La société SOCAMAINE, partie perdante pour l'essentiel, sera déboutée de ses demandes reconventionnelles fondées sur l'article 32-1 du code de procédure civile et sur l'article 700 du code de procédure civile.
PAR CES MOTIFS
La Cour, statuant, publiquement et contradictoirement,
INFIRME le jugement entrepris en ce qu'il a dit que le licenciement de Monsieur X...était justifié pour faute grave,
Statuant de nouveau de ce chef infirmé :
DIT et JUGE que Monsieur X...n'a pas commis de faute grave et que son licenciement du 8 février 2011 est justifié par une cause réelle et sérieuse,
En conséquence CONDAMNE la SA SOCAMAINE à payer à Monsieur X...:
- la somme de 410. 56 euros brut au titre des salaires retenus pendant la mise à pied conservatoire, outre la somme de 41. 05 euros au titre des congés payés y afférent,
- la somme de 3 558. 10 euros brut au titre de l'indemnité compensatrice de préavis outre la somme de 355. 81 euros au titre des congés payés y afférent,
- la somme de 5 877. 88 euros net au titre de l'indemnité légale de licenciement
-la somme de 1 000 euros en cause d'appel sur le fondement de l'article 700 du code de procédure civile.

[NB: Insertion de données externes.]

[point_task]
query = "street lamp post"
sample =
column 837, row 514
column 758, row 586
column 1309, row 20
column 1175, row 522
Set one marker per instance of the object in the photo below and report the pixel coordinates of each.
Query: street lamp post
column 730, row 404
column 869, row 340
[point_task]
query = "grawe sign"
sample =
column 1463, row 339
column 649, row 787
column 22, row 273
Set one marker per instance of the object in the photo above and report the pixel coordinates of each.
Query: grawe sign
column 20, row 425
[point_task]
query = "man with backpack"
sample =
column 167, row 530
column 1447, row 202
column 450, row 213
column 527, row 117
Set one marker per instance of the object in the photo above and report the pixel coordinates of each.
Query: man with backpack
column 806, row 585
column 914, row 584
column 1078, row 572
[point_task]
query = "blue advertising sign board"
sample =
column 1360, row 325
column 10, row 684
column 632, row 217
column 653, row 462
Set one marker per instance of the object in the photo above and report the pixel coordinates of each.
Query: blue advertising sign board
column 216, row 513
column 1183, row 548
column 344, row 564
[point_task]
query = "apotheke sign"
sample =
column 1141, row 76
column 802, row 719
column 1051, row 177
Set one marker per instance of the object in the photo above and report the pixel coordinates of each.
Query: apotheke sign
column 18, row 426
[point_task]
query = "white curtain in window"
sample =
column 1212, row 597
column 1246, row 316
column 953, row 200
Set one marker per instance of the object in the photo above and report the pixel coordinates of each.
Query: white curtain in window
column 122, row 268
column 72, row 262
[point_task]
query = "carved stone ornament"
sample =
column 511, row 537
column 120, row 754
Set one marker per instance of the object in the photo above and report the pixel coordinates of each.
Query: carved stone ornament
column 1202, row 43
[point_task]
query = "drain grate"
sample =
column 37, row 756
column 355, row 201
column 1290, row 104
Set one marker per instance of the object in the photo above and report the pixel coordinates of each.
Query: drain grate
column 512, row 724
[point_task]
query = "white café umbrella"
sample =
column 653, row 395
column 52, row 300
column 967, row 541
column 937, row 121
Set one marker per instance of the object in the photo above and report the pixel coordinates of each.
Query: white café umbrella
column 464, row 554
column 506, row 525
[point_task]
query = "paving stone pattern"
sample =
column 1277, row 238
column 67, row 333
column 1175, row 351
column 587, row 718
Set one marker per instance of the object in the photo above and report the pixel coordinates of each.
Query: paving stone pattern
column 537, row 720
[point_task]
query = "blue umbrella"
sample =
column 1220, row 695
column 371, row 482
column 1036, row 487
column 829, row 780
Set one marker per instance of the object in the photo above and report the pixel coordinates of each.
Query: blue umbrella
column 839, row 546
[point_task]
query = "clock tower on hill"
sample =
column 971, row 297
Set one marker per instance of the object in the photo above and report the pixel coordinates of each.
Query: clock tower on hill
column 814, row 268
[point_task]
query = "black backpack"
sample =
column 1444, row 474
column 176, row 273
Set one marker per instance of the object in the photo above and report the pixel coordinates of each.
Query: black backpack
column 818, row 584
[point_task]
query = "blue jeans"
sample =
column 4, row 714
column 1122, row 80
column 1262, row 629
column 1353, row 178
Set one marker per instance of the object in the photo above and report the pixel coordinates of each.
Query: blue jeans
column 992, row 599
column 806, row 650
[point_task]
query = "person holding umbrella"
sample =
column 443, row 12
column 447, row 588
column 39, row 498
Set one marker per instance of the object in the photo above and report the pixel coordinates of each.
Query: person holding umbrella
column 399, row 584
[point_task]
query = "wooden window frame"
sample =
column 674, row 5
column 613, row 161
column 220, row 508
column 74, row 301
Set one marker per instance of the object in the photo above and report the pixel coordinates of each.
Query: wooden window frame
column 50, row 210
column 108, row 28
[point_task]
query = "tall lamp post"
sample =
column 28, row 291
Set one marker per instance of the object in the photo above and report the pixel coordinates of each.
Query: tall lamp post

DIT que les sommes allouées porteront intérêt au taux légal à compter du 29 novembre 2011 pour les créances salariales et à compter du présent arrêt pour les créances indemnitaires.
CONFIRME le jugement entrepris en ses autres dispositions,
DÉBOUTE la société SOCAMAINE de ses demandes reconventionnelles en appel.
CONDAMNE la société SOCAMAINE aux dépens de l'appel et de première instance qui comprendront le remboursement de 70 euros au titre de la contribution pour l'aide juridique.